From the beginning of the 2000s, the historical pillars of BFP were put into operation and alternated between its traditional alliance and alignment with the USA and a search for autonomy and diversification. However, it is in the two Luiz Inácio Lula da Silva governments (2003-2010) that Brazilian Foreign Policy starts to veer toward a different direction, thus enabling the development of a new strategy of international protagonism that both enhances its role in the world and reveals the difficulties inherent to the peripheral insertion of developing countries.

Almeida1 argues that when compared to the Fernando Henrique Cardoso era, diplomacy during the Lula years: became more active and assertive in its form and more emphatic in content, explicitly defending national interests and sovereignty; it sought specific alliances with countries in the Global South; fundamentally criticized free trade; and reaffirmed Brazil’s traditional positions in terms of its diplomatic agenda. In political terms, clear efforts were made to expand Brazil’s presence in the world and, in economic terms, it sought greater cooperation and integration between countries - other middle-sized powers (India, South Africa and China), as well as regional neighbors - promoting “active political coordination among significant political world players, in particular independent partners within the developing world”. (...) Thus, Lula’s foreign policy could be defined as “autonomy through diversification”.

The creation of the CPLP in 2006, in which Brazil played an active role, encouraged a framework of new international cooperation strategies with these countries, including in the area of health. Likewise, the launch of UNASUR in 2008 provided the potential for Brazil to become a main player, in this case, in the regional integration of South America. In a seminal book2, the then Brazilian Secretary General of Foreign Affairs, Samuel Pinheiro Guimarães, stated that the most important and greatest challenge for Brazilian Foreign Policy is to reaffirm the country’s active presence in the region.

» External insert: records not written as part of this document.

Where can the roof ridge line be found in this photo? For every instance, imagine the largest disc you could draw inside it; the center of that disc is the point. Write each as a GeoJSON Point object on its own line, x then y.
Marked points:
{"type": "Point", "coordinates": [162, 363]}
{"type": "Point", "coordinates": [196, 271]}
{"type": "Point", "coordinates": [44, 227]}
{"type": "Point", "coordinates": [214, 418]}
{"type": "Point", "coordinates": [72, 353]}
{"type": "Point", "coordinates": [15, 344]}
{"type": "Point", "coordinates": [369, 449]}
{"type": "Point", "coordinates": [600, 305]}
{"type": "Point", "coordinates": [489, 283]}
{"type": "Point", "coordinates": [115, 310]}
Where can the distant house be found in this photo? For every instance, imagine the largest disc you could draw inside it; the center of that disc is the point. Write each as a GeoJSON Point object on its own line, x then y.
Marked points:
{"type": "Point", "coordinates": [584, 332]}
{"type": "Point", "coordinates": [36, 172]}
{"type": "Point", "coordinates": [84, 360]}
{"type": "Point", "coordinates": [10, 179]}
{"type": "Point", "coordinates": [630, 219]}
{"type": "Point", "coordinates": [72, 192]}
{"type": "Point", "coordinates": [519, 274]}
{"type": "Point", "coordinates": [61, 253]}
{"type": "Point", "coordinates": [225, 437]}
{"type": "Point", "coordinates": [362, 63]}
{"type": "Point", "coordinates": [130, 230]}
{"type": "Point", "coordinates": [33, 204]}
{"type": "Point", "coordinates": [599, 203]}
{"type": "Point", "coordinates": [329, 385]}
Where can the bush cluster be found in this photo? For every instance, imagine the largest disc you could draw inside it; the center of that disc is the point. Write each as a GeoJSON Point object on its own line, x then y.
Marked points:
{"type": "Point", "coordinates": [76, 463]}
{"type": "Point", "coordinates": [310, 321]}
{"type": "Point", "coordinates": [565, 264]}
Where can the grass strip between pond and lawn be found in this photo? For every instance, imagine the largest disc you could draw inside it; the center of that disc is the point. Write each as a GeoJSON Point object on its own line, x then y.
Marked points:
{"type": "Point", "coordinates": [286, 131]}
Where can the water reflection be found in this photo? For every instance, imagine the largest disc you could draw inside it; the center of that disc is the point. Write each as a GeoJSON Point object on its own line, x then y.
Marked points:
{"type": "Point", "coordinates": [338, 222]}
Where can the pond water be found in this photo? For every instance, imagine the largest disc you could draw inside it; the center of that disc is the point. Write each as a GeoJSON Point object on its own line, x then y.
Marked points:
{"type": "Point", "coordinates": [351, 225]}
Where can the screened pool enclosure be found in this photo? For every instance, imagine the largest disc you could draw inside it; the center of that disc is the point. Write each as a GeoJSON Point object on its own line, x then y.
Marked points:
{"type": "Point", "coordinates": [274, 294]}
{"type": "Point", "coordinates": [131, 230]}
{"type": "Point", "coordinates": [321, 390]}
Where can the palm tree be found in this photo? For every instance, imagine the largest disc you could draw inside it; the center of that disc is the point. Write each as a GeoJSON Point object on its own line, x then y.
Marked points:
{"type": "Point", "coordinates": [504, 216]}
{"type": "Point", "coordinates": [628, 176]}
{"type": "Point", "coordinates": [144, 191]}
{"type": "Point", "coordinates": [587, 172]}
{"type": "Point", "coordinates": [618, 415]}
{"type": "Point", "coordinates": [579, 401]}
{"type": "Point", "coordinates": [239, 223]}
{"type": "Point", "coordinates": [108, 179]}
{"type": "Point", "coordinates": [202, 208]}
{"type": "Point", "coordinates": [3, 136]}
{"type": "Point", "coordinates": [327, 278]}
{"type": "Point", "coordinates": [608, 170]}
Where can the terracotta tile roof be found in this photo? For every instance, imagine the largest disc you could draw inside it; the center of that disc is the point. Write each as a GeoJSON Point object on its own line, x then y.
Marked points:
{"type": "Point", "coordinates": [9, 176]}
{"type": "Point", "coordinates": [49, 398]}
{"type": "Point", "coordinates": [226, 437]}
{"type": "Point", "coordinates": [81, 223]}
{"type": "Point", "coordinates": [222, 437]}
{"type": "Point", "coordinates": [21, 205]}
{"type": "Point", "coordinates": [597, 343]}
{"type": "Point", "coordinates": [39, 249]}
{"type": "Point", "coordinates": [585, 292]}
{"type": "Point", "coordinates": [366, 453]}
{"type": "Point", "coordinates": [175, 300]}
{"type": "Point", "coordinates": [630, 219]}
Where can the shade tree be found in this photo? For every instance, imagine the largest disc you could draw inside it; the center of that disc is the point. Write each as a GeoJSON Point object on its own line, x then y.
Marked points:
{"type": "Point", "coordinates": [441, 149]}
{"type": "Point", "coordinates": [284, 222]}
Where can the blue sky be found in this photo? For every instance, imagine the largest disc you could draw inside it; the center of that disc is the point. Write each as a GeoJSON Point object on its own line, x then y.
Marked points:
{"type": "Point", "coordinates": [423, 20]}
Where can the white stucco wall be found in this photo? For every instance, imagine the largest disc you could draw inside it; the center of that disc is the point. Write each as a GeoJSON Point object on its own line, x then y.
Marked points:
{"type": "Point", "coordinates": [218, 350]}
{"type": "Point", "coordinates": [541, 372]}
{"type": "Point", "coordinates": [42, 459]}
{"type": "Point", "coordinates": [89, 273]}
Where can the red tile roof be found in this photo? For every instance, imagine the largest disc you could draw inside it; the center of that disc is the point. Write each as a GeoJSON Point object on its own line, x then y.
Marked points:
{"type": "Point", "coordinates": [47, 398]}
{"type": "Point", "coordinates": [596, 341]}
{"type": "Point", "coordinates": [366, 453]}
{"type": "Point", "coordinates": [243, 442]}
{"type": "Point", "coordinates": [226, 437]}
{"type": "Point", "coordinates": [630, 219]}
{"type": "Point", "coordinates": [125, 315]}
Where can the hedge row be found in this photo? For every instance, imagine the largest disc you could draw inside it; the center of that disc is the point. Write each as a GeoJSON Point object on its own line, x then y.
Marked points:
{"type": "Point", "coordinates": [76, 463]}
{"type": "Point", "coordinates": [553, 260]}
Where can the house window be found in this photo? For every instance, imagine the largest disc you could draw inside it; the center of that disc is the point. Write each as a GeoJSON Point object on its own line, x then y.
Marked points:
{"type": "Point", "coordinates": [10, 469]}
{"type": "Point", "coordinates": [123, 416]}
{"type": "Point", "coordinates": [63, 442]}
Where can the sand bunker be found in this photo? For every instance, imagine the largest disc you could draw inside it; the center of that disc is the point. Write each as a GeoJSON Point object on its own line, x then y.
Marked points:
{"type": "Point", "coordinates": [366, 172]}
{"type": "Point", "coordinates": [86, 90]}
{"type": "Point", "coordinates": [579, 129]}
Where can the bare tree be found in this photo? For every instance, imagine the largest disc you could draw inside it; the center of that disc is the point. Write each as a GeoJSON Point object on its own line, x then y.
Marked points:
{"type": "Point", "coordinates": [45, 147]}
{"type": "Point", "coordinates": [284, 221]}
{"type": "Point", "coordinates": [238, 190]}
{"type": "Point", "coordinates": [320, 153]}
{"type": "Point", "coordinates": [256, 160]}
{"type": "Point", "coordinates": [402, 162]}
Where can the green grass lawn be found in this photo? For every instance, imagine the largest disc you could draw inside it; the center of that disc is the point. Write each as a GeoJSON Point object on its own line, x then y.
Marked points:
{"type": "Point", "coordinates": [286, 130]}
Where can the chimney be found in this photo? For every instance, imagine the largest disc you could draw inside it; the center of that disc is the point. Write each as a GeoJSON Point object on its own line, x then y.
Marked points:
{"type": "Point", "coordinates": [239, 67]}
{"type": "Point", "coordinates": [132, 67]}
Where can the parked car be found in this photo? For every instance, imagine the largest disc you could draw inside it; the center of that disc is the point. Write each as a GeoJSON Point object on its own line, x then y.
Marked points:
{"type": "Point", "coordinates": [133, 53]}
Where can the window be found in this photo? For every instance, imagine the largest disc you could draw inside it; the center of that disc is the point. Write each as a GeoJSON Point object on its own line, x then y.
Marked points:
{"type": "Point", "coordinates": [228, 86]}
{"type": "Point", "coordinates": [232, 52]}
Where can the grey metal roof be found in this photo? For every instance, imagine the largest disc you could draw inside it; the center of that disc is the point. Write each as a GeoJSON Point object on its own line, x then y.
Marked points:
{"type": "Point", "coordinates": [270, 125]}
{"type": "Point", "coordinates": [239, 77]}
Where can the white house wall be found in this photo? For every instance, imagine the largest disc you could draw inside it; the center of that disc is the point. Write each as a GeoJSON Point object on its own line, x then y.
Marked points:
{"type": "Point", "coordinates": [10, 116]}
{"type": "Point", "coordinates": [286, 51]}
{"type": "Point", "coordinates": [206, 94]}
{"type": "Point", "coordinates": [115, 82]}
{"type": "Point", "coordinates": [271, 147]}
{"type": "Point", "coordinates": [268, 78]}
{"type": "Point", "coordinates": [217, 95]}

International cooperation came hand-in-hand with the country’s evolution and the transformations that both redemocratization and the innovative programs of the Lula Government imprinted on Brazilian society. Brazil went from being almost exclusively a receiver, in the traditional North-South model, to a provider of international cooperation to other developing countries, in particular South-South and triangular cooperation.

According to the Brazilian Cooperation Agency3 - established in 1987 to bring greater agility to the country’s international activities - technical cooperation is an indispensable BFP mechanism and a powerful soft power resource for Brazil. In a recently published book3, ABC considers its experience in international cooperation in various fields of action, including health. In its website, ABC4 defines technical international cooperation as an important instrument for development, that support countries to promote social and economic structural changes, including State measures for institutional strengthening. The programs implemented within its remit allow the transfer or sharing of knowledge, experiences and best practices, by developing skills and institutional capacity in order to promote a lasting qualitative leap.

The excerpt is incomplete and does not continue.